Ödĭpūs

[905] Ödĭpūs, König von Theben, Sohn des Laïos und der Jokaste (Epikaste). Laïos läßt infolge des Orakels, sein Sohn werde ihn töten, den Neugebornen mit durchstochenen Fußgelenken auf dem Kithäron aussetzen. Ein Hirt des Polybos von Korinth findet das Kind und bringt es seinem Herrn. Der kinderlose König und seine Gattin Periböa ziehen den Knaben, den sie wegen der geschwollenen Füße Ö. (»Schwellfuß«) nennen, an Sohnes Statt auf. Zum Jüngling herangewachsen, erhält Ö. in Delphi das Orakel, er werde seinen Vater töten und seine Mutter heiraten, und beschließt, nicht mehr nach Korinth zurückzukehren. Unterwegs erschlägt er seinen Vater, ohne ihn zu kennen.
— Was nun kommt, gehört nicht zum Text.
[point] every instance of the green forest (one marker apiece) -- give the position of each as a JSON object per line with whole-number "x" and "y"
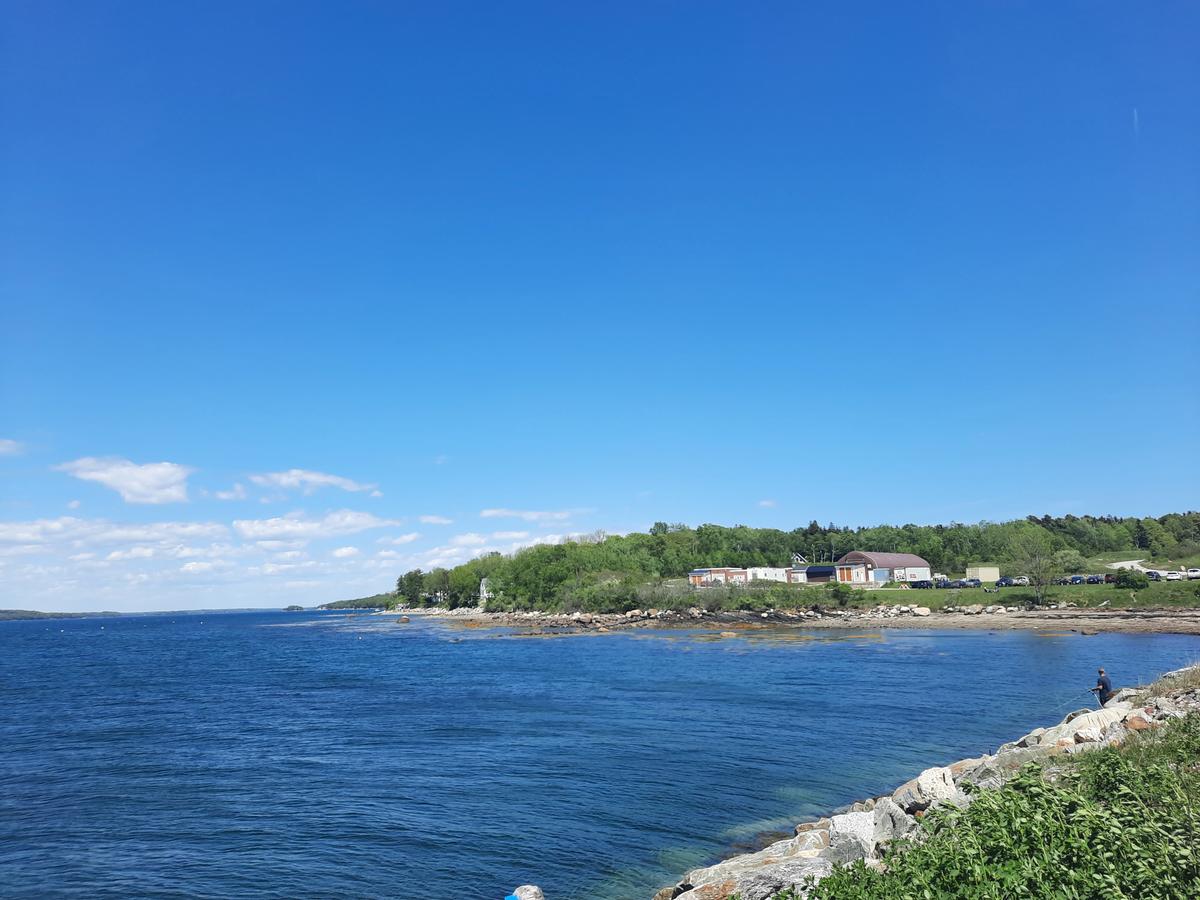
{"x": 601, "y": 573}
Nach Theben gelangt, löst er das Rätsel der Sphinx (s. d.) und erhält zum Lohn die Herrschaft und die Hand der Königin, seiner Mutter, mit der er den Eteokles und Polyneikes, die Antigone und Ismene zeugt. Als später Theben eine Pest heimsucht, befiehlt das Orakel in Delphi, den Mörder des Laïos aus Theben zu entfernen. Die Nachforschungen nach diesem bringen die schreckliche Wahrheit an den Tag, worauf Jokaste sich erhängt, Ö. sich blendet. Bei Homer herrscht Ö. bis an sein Ende weiter; nach späterer Sage entsetzen ihn die Söhne und kerkern ihn ein oder vertreiben ihn, der mit dem Fluch von dannen zieht, daß sie das Erbe mit dem Schwerte teilen sollten. Nach athenischer Sage wurden seine Gebeine von Theben nach Athen geholt, oder er stirbt im attischen Gau Kolonos und findet dort die Grabesruhe an unbekannter Stätte im Hain des Poseidon und der Eumeniden. Seine Gebeine galten als Schutz des Landes gegen feindliche Einfälle. Seine Schicksale behandeln Sophokles' »König Ö.« und »Ö. auf Kolonos«. Vgl. Schneidewin, Die Sage vom Ö. (Götting. 1852); Comparetti, Edipo (Pisa 1867); Bréal, Le mythe d'Œdipe (in »Mélanges de mythologie et de linguistique«, Par. 1878).

Quelle:
Meyers Großes Konversations-Lexikon, Band 14. Leipzig 1908, S. 905.